Despite all of this, Vasilchenko believes that awareness is growing. “In large cities, it’s become fashionable to adopt a rescue dog from the shelter”

“But people still love status symbols: when we put up photos of purebred dogs, the phone will ring off the hook. But mutts are unique, they don’t look like any other dog. If I have five purebreds in front of me, I can’t tell the difference between them, but I know who the mutts are right away,” she says.

Lidia Kondrashova agrees, noting that in large cities,  such as Moscow and St. Petersburg, attitudes toward pet ownership are changing, and “more and more people are treating their pets like companion animals.”

“This is facilitated by infrastructure development—there are more parks for walking, public places where you can take your pets, more vet clinics, etc. It is easier and more convenient to take care of your pets and make sure they are comfortable,” she says. “However,” she continues, “things are not quite so rosy in the regions, where the quality of life is rather low, and people are just not very concerned with animal welfare.”

What can we do?

Vasilchenko urges limits on dog breeding and registration requirements for pets—starting with dogs— complete with passports, vaccination cards, and (preferably) free sterilization.

“We shouldn’t forget about the carrot and stick approach: if you offer free sterilization, you also need to introduce fines for neglecting dogs.

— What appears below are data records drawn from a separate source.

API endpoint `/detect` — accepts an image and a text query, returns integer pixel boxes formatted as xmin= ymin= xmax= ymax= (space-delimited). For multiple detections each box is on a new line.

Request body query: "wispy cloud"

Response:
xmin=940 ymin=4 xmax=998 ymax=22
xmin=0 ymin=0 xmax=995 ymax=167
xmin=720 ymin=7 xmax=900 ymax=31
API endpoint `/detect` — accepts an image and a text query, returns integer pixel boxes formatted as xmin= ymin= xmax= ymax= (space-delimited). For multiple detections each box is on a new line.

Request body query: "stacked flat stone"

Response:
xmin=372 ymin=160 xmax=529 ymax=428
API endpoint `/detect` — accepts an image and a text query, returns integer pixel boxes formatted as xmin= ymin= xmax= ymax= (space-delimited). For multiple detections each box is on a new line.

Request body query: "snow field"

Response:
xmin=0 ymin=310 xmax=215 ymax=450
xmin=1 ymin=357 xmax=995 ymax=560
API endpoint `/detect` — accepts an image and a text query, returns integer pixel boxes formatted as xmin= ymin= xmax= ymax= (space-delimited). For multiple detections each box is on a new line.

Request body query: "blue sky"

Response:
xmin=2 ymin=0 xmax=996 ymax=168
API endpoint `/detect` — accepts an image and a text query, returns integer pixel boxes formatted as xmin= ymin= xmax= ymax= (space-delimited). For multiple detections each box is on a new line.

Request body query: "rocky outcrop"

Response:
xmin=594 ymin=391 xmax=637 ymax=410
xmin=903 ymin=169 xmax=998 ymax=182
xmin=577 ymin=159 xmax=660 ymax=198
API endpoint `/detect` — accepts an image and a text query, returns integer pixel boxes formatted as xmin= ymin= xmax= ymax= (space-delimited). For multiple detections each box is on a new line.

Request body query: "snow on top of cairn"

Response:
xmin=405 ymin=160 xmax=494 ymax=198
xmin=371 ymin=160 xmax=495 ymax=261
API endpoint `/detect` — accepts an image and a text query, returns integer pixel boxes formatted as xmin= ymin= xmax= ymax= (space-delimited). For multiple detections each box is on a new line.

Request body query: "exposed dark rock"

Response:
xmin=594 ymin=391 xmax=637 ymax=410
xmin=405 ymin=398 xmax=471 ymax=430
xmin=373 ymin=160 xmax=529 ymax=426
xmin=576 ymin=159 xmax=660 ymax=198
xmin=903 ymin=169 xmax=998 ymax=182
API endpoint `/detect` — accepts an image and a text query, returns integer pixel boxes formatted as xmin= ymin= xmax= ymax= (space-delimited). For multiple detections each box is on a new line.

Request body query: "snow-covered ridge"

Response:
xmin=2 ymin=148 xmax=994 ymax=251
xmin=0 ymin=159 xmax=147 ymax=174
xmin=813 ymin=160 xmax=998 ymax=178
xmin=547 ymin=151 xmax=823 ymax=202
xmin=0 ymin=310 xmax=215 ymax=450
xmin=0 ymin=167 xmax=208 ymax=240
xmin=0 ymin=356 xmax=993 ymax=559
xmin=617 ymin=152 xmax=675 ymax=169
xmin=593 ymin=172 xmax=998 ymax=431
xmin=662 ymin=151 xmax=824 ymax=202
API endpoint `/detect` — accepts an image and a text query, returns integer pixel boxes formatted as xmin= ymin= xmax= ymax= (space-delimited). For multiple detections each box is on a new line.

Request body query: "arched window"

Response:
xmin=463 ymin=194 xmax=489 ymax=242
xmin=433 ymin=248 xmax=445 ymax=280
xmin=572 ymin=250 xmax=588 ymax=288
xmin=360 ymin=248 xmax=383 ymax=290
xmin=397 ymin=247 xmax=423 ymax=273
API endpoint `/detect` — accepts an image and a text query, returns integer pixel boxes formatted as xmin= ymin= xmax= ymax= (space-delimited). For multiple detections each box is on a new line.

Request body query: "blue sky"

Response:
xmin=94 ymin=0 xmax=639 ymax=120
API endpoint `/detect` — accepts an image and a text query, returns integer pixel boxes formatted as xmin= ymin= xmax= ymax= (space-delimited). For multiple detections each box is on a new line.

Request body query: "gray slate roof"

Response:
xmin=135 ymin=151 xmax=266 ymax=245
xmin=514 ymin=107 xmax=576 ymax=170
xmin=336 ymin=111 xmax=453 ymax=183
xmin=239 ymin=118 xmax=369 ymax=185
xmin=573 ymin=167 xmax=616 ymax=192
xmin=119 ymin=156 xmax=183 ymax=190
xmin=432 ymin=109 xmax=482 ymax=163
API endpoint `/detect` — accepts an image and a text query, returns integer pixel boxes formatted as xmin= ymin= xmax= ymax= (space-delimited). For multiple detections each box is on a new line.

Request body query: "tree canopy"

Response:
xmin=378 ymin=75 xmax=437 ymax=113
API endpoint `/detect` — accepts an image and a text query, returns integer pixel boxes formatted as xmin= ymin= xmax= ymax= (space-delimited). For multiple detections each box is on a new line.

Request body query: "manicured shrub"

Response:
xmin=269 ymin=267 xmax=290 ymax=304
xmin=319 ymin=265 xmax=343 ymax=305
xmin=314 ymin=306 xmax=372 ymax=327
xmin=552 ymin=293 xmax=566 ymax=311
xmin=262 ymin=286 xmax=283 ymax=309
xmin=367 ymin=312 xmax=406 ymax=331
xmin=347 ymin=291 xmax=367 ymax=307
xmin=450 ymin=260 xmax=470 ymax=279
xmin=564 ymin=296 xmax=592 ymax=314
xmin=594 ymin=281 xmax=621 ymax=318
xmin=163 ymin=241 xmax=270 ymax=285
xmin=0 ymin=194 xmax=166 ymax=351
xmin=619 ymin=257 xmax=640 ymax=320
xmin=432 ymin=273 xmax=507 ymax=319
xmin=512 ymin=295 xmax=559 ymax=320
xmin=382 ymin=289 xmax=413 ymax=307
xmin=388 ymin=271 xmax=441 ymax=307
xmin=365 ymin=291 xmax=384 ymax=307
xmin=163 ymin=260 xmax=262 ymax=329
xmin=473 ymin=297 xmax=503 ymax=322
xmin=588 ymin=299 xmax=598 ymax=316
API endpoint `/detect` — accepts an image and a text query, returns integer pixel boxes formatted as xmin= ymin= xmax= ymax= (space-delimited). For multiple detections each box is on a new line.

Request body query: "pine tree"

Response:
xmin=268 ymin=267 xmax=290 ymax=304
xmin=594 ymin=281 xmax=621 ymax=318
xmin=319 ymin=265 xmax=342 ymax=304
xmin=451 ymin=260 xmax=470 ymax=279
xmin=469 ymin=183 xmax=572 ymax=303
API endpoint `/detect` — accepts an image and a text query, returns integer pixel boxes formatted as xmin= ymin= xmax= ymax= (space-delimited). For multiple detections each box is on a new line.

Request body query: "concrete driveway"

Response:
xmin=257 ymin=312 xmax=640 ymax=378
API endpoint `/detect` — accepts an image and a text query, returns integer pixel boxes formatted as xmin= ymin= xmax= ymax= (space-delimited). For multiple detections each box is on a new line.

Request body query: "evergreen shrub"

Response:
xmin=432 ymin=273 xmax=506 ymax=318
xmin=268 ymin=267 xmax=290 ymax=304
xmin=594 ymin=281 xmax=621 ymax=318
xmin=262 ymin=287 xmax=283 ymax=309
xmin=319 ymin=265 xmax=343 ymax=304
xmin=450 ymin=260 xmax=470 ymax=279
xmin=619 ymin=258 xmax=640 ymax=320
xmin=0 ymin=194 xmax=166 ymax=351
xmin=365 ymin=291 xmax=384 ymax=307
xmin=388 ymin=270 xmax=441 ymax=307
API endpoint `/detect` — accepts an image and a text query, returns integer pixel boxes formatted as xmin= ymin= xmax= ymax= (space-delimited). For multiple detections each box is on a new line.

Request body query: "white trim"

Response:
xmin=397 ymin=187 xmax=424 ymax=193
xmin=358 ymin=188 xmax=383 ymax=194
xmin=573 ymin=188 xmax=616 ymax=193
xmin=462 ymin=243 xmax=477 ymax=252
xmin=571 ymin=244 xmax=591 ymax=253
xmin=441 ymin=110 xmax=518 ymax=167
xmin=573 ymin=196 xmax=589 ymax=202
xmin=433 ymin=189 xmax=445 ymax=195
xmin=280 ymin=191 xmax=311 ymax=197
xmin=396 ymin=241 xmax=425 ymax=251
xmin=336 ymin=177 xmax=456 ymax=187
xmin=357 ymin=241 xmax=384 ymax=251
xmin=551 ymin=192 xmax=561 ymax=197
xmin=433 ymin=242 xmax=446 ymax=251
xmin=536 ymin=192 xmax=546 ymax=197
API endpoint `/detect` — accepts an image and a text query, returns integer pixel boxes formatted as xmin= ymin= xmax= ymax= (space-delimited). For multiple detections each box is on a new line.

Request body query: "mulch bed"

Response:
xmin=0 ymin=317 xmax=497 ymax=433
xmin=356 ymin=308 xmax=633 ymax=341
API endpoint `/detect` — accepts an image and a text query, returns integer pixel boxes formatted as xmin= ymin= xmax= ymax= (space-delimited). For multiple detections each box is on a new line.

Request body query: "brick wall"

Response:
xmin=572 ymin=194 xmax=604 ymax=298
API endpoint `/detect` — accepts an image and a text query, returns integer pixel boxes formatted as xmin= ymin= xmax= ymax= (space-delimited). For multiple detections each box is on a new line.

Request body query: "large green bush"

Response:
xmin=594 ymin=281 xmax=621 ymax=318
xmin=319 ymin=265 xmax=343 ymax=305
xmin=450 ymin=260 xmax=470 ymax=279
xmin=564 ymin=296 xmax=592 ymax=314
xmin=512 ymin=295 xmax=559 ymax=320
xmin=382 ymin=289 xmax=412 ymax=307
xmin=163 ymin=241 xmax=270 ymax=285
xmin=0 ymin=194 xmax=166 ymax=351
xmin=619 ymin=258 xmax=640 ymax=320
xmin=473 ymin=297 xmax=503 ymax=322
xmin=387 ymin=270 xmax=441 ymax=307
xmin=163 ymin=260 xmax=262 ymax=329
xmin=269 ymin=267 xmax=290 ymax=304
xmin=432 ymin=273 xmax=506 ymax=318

If someone finds your dog abandoned, wandering around the street, you pay a RUB 20,000 (~ USD 270) fine,” she suggests.

Vasilchenko believes that better enforcement of laws on “animal cruelty, neglect, and any violence toward animals.”

“We need social education, we have to explain to people that dogs whose owners provide good care, will not attack people,” she says. “Remember, that cruelty comes from home – why is it that the weakest one in school is always bullied?”

Gradually, though, Vasilchenko believes that appropriate measures will spread to the  regions, which always lag behind central cities.

For Lidia Kondrashova, the highest priority is spaying/neutering, vaccination, tagging, stray animals; as well as introduction of strict monitoring of breeding conditions, with punishments for those that violate laws and regulations.

“That would prevent uncontrolled breeding and stray animals,” she suggests.

“All of the tamed animals (generally dogs and cats that used to be someone’s pet and cannot survive on the streets) or those who are capable of being socialized need to be taken off the streets and to shelters so that they can be around people and find new owners,” says Kondrashova. “But here, there is one major caveat—the shelters we have, as they are today, are not able to provide the animals with quality care, and finding new owners becomes the full responsibility of volunteers, who are catastrophically few in numbers.  This is why one of the biggest issues the government needs to resolve is a complete overhaul of the shelter system.”

With regard to dog obedience training, similar to what is available in Europe, for Kondrashova, “in the context of such deplorable conditions for stray animals in our country, obedience classes seem to be unattainable.”

“Responsible pet owners will talk to dog trainers and animal psychologists, they read books and watch videos about how they can better understand their pet. Unfortunately, there are still very few people like that in Russia,” she says. “Organizing responsible pet ownership classes would be a logical step for the government’s efforts at solving this dangerous problem.”

Kondrashova notes that the government has already discussed the possibility of introducing a pet tax, which already exists in the West, but “as things stand today, that would probably result in a huge number of pets being abandoned by owners who do not want to incur any additional costs.”

“We get a lot of emails telling us ‘why don’t you take care of people first, and then worry about dogs?’ Of course, the people who write such messages are not helping anyone at all,” says Vasilchenko.

In a country where some people still live in barracks, it will probably be some time before the general public adopts a humane attitude toward man’s best friend.